## GAP Data Analytics, Basic Repo Data Retrieval

This Jupyter Notebook intends to automate the process of extracting fundamental, introductory data on GAP repositories hosted on GitHub, relevant to the redistribution of the programming language. To extract data from the PyGithub API, the user must first install the PyGitHub library, which is the Python wrapper for the GitHub API. Installation of the packages required for using this framework is initiated throught the pip shell command below.

In [None]:
# Import sys module for various system-specific parameters and functions
# Exclude lines that are already satisfied using the grep search command
import sys
!{sys.executable} -m pip install PyGithub numpy pandas matplotlib seaborn | grep -v 'already satisfied'

# Import required modules and libraries
import os
import json
import pandas as pd
import requests
from datetime import datetime
from bs4 import BeautifulSoup
from ydata_profiling import ProfileReport
from github import Repository

# Get current working directory and append parent directory for module imports
cwd = os.getcwd()
parent_dir = os.path.dirname(cwd)
sys.path.append(parent_dir)

# Import modules from other project scripts
from data_constants import *


### Managing GitHub API Calls

The process of connecting to GitHub and verifying the user's GitHub token is done by storing the access token as an environment variable. The This way, the access token is not exposed in the script. The function for getting the token is imported from the utils file in the project. As the API has a call limit of 5000 calls per hour, the capacity and remaining calls available,a s well as the reset time, is tracked below.

In [None]:
# Track the rate limit for GitHub compared to calls used, and see when the limit will reset
remaining_requests, request_limit = g.rate_limiting
print(f"Request limit for API Calls: {request_limit}")
print(f"Remaining requests for API Calls: {remaining_requests}")

limit_reset_time = g.rate_limiting_resettime
reset_time = datetime.fromtimestamp(limit_reset_time).strftime('%Y-%m-%d %H:%M:%S')
print(f"Reset time for API Calls: {reset_time}")


### General Statistics on GAP Packages and Distribution

Core metrics based on the general state of packages, relevant to the management of GAP from GitHub, are provided below. These numbers are helpful in providing some foundational understanding of the current state of the programming language packages, in terms of development, distribution and redistribution. This data is on a collective level, and not per individual package.

In [None]:
# Define global variables for the Jupyter Notebook
# Get the number of repositories that are public for gap-packages organisation on GitHub
org = g.get_organization(ORG_NAME_PACKAGES)
repos = org.get_repos(type="public")
total_packages = repos.totalCount
print(f"Number of GAP packages fra GAP Respository: {total_packages}")


In [None]:
# Number of GAP packages hosted elsewhere on GitHub
# The information is attempted gathered through the web scraping technique provided by Beautiful Soup
# NB: These numbers are only indicative and not completely accurate due to the webpage listing style, counts per parent list item
url = "https://gap-packages.github.io/"
response = requests.get(url)

# Create a BeautifulSoup object to parse the HTML content
soup = BeautifulSoup(response.text, "html.parser")

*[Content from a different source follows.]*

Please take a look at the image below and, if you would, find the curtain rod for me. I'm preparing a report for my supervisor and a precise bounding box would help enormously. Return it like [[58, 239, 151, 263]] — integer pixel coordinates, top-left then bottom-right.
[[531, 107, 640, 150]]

# Find the section of the webpage with the packages stored elsewhere on GitHub
section = soup.find("section", id="main-content")
heading = section.find(id="packages-hosted-elsewhere-on-github")
ul = heading.find_next("ul")

# Do not include any child elements that are ul or li, as not to let these increase the count
packages = ul.find_all("li", recursive=False)
count = len(packages)

print(f"Number of GAP entities or packages hosted elsewhere on GitHub: {count}")

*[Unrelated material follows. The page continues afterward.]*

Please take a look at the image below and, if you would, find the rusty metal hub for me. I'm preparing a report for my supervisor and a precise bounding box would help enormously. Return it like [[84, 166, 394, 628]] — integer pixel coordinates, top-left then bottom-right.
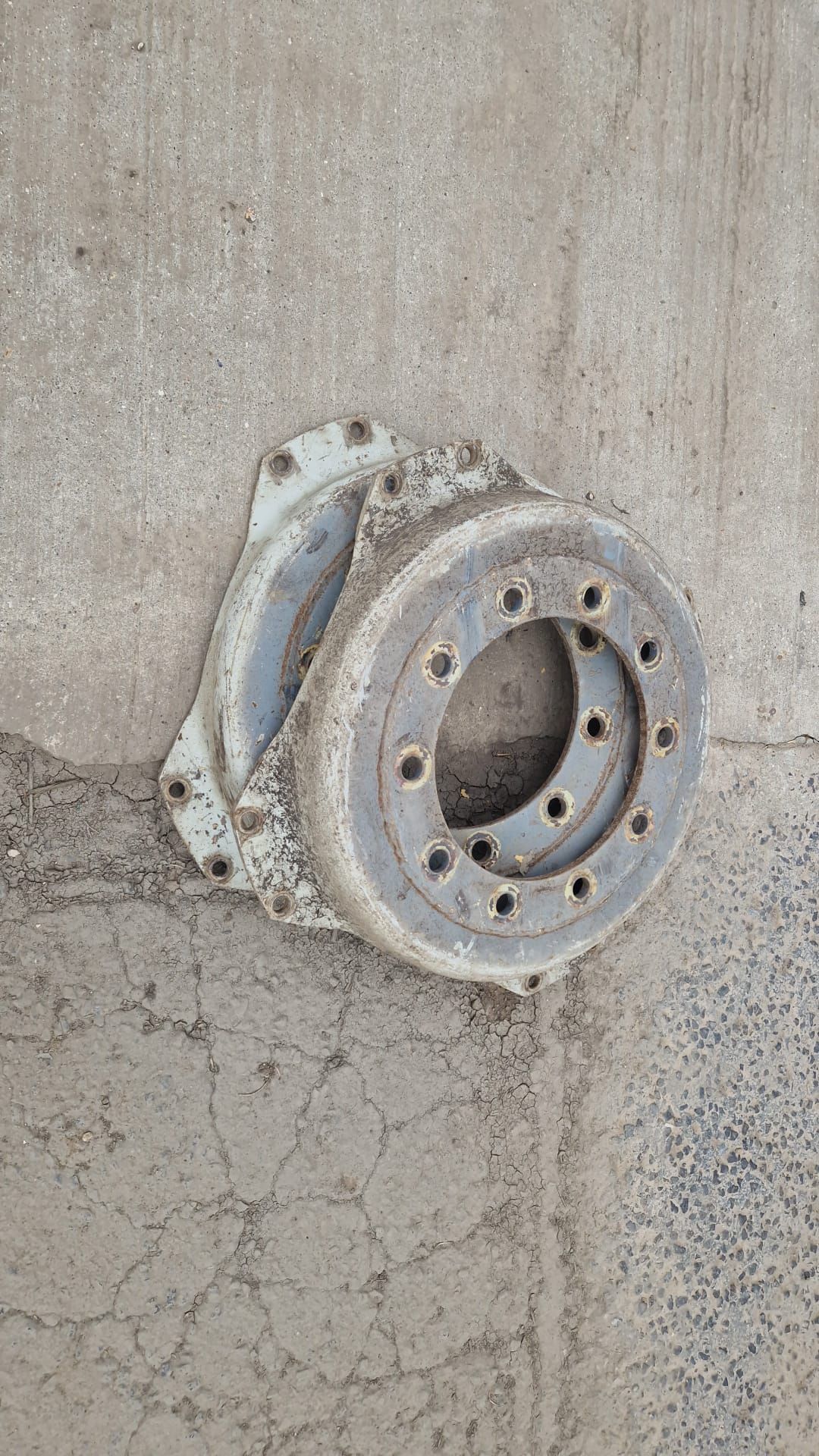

### Individual Statistics per GitHub GAP Package

Individual statistical metrics given per GAP repository managed by the gap-packages organisation on GitHub, are provided below. The process is divided into two parts, by first defining functions to get the data, and then retrieving it for each repository. Running the script will export the data to a 'repo_data.json' file in the 'collected_data' folder, displaying the results of the generated data per package.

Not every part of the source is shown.